Yo soy la única mujer. Tengo cinco hermanos y desde los seis años, mi papá me llamaba a su cama, me decía que me quería mucho y que tenía que tener cuidado con los hombres. Era muy celoso, no me dejaba salir sola, ni tener amigas y, poco a poco, empezó con caricias en todo el cuerpo; cuando fui más grandecita me besaba en la boca. De sólo pensar me da asco, pero en casa nadie lo contradecía. Yo trataba de que cuando mi mamá saliera de la casa, me llevara, pero siempre ocurría alguna cosa por la que me tenía que quedar: uno de mis hermanos se enfermaba y me hacía responsable de su cuidado; sus familiares la llamaban por algún problema; una actividad en la iglesia que ella coordinaba, etc. Y yo estaba condenada a sufrir lo mismo, una vez más…
¿Alguna vez enfrentaste a tu padre? ¿Le dijiste alguna cosa?
Nunca. Le tenía terror.
En ese momento del relato, su esposo, quien no conocía los pormenores de la historia, quedó impresionado, atónito. No podía creer que su suegro hubiese cometido tal infamia. No podía mantenerse quieto. Por vez primera vislumbraba el dolor en el alma de su esposa y se preguntaba, entre lamentos y lágrimas, si era posible para ella y para su matrimonio, un mañana diferente…
El padre de esta joven mujer había fallecido. Un cáncer muy agresivo lo fulminó en pocos meses.
Nuestro interés en preguntar acerca del desenlace radicaba en saber si su padre, en el lecho de muerte, le había pedido perdón o manifestado arrepentimiento por el abuso.
Con voz entrecortada y muy débil dijo: “yo esperaba eso. Esperaba que dijera que lo sentía, que se arrepentía. Nunca dio muestras de que le pesara todo el horror que me causó. Me pregunto dónde estará ahora, ya que partió sin recibir perdón… Me pregunto si su enfermedad y sufrimiento se debieron a la gran maldad de su corazón… Me pregunto tantas cosas…”
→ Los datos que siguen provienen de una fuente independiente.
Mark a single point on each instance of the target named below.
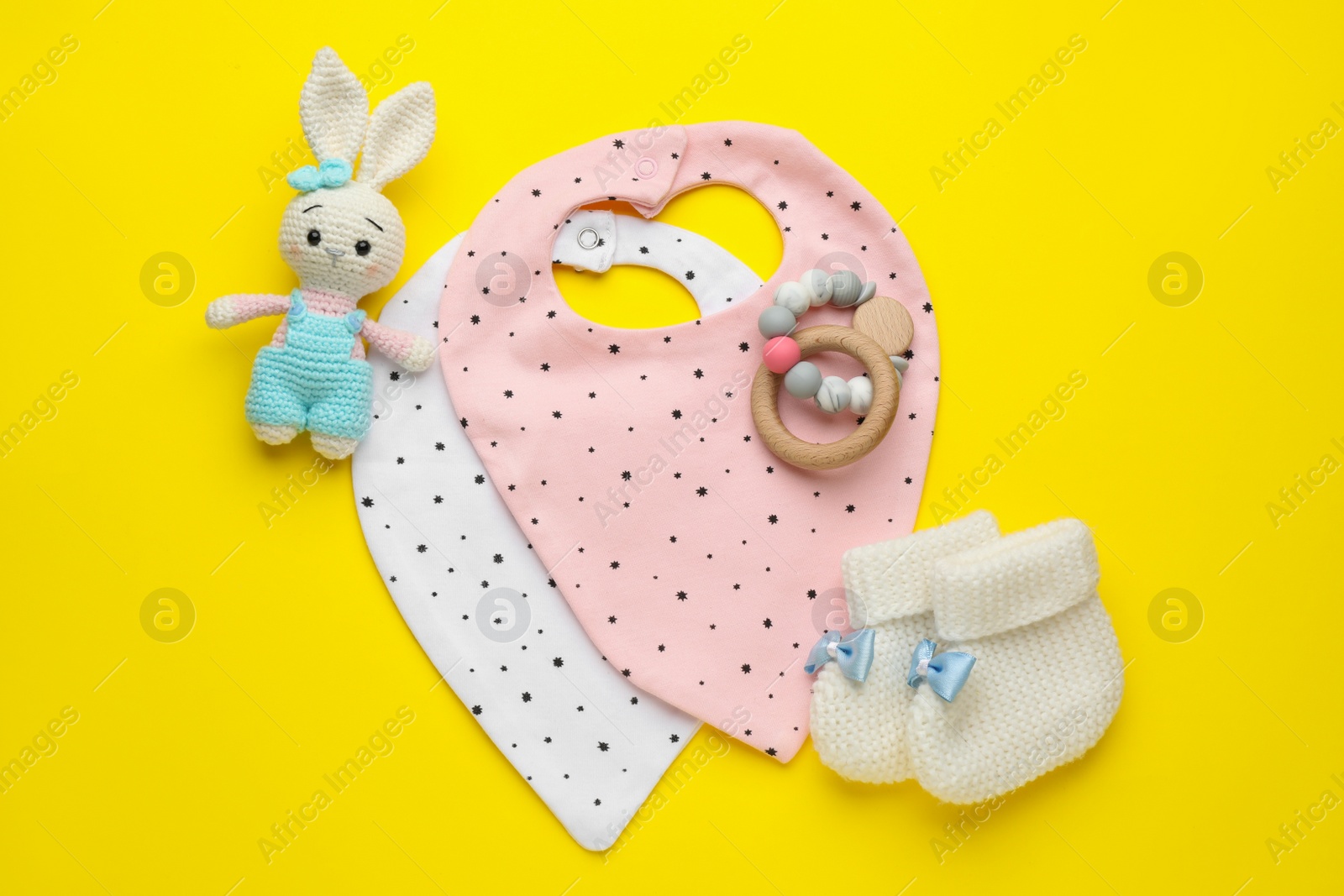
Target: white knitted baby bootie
(1047, 674)
(859, 728)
Nos dimos cuenta de que, aun cuando el abusador había muerto, seguía vivo en el corazón de aquella joven.
Así sucede a menudo, la víctima sigue ligada al abusador por el dolor y el recuerdo.
Así sucede a menudo, el agresor transita la vida sin arrepentirse, sin inmutarse frente al dolor ocasionado.
Nuestro consejo hacia esa joven mujer es el mismo que queremos darle a usted si ha sido víctima de cualquier tipo de abuso: merece una nueva oportunidad de vivir y descubrir la vida con otros ojos. Quítele el poder a ese perverso, aunque haya sido su padre, de seguir influyendo en su vida. Joyce Meyer dice:
“Nuestro pasado puede explicar por qué estamos sufriendo, pero no podemos usarlo como excusa para permanecer atados. Nadie tiene excusas, porque Jesús siempre está listo para cumplir su promesa de liberar a los cautivos (Lucas 4:18-19). El andará con nosotros mientras atravesamos la meta de victoria en cualquier campo, si estamos dispuestos a llegar hasta el final con Él”.
Sólo usted puede evitar que su pasado decida sobre su futuro. Déjese sanar. Abandone el hábito de reflexionar demasiado acerca del dolor del pasado y proyéctese hacia un futuro de esperanza. Crea que por delante hay un mundo de oportunidades que esperan ser aprovechadas.
La Biblia dice que todas las cosas ayudan para nuestro bien. No dice que todas las cosas son buenas, sino que todas cooperan para nuestro bienestar. Dios tiene el poder de tomar lo malo que llega a nuestra vida y cambiarlo para nuestro bien. Ésta es una verdad que debe ser creída. Si la quiere, créala. ¡Si la cree, es suya!
Como corolario de esta historia, la protagonista de este relato está estudiando psicología porque desea ayudar a otros, como ella fue ayudada. Su esposo comenzó el seminario teológico para prepararse para el ministerio. Cuando decimos que Dios tiene el poder de cambiar lo malo en bueno, es verdad.